Tech

Social media platforms struggle to regulate surge of AI-generated influencers

As tools from Google, OpenAI, and others lower the barrier to entry for creating realistic AI personas, platforms face a growing crisis of trust, with the virtual influencer market projected to exceed $60 billion by 2030.

Author
Owen Mercer
Markets and Finance Editor
Published
Draft
Source: The Verge · original
AI ‘content creators’ are getting harder to spot
Synthetic avatars and virtual creators are becoming indistinguishable from human users, outpacing existing moderation frameworks and regulatory efforts.

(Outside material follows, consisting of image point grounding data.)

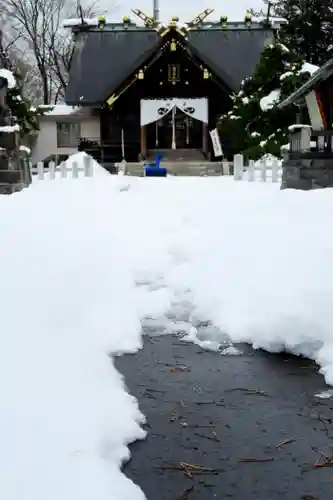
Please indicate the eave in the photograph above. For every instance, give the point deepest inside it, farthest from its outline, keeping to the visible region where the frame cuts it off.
(319, 76)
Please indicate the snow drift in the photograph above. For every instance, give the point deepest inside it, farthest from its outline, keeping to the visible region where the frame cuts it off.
(85, 261)
(251, 259)
(66, 303)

Social media platforms are grappling with an escalating challenge as AI-generated content creators become increasingly difficult to detect and regulate. The technology underpinning synthetic avatars has improved significantly, allowing almost anyone to produce convincing fake influencers using mainstream tools from companies such as Google and OpenAI, alongside specialised services like Higgsfield, HeyGen, and ElevenLabs. This accessibility has led to a surge in low-quality content, scams, and disinformation, leaving platforms to rely on labeling policies that often fail to address the ambiguity of AI personas.

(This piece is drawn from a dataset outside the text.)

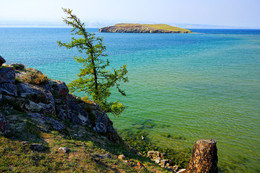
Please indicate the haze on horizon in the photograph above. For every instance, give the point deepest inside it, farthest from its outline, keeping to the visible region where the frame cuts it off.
(96, 13)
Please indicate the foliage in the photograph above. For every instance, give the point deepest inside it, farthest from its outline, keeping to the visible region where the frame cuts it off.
(94, 78)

Early virtual influencers, such as Lil Miquela, Imma, and Shudu Gram, were easily identifiable as digital productions. However, newer avatars like Emily Pellegrini and Aitana Lopez have moved closer to reality, mimicking the aesthetics of well-travelled human influencers. Lopez is managed by the Spanish creative agency The Clueless, while Pellegrini’s creator, known as Professor EP, previously managed OnlyFans creators and now sells courses on making AI influencers. This shift has blurred the lines between human and synthetic content, making detection harder for both users and automated systems.

The proliferation of these avatars has coincided with a broader influx of AI-generated material, often described as low-quality drivel. These fake people are now ubiquitous, upselling drop-shipped goods, scamming users with fake photos, pushing disinformation, and catering to niche sexual content. Unlike traditional spam, these accounts often do not fit neatly into existing platform categories for scams, impersonation, or graphic material, as they are not necessarily impersonating specific real individuals. This regulatory gap allows the ecosystem to thrive in a state of ambiguity.

Market research firms estimate the virtual influencer market could be worth more than $60 billion by 2030, up from approximately $12 billion this year. Cultural clout is growing alongside financial value, with AI influencer awards, beauty pageants, and dedicated talent agencies emerging. However, concerns remain about the sustainability of this model. If platforms continue to prioritise engagement over authenticity, human users may be driven away, potentially collapsing the social networks that rely on a critical mass of human interaction.

Regulatory pressure may soon force greater transparency, particularly under Europe’s AI Act, which requires clear disclosure of AI-generated content. While this could prompt platforms to step up flagging, the focus remains largely on individual posts rather than the nature of the account itself. In the absence of robust platform-level moderation, the burden falls on users to spot and report suspicious profiles, a strategy that many find unsustainable as the volume of synthetic content continues to rise.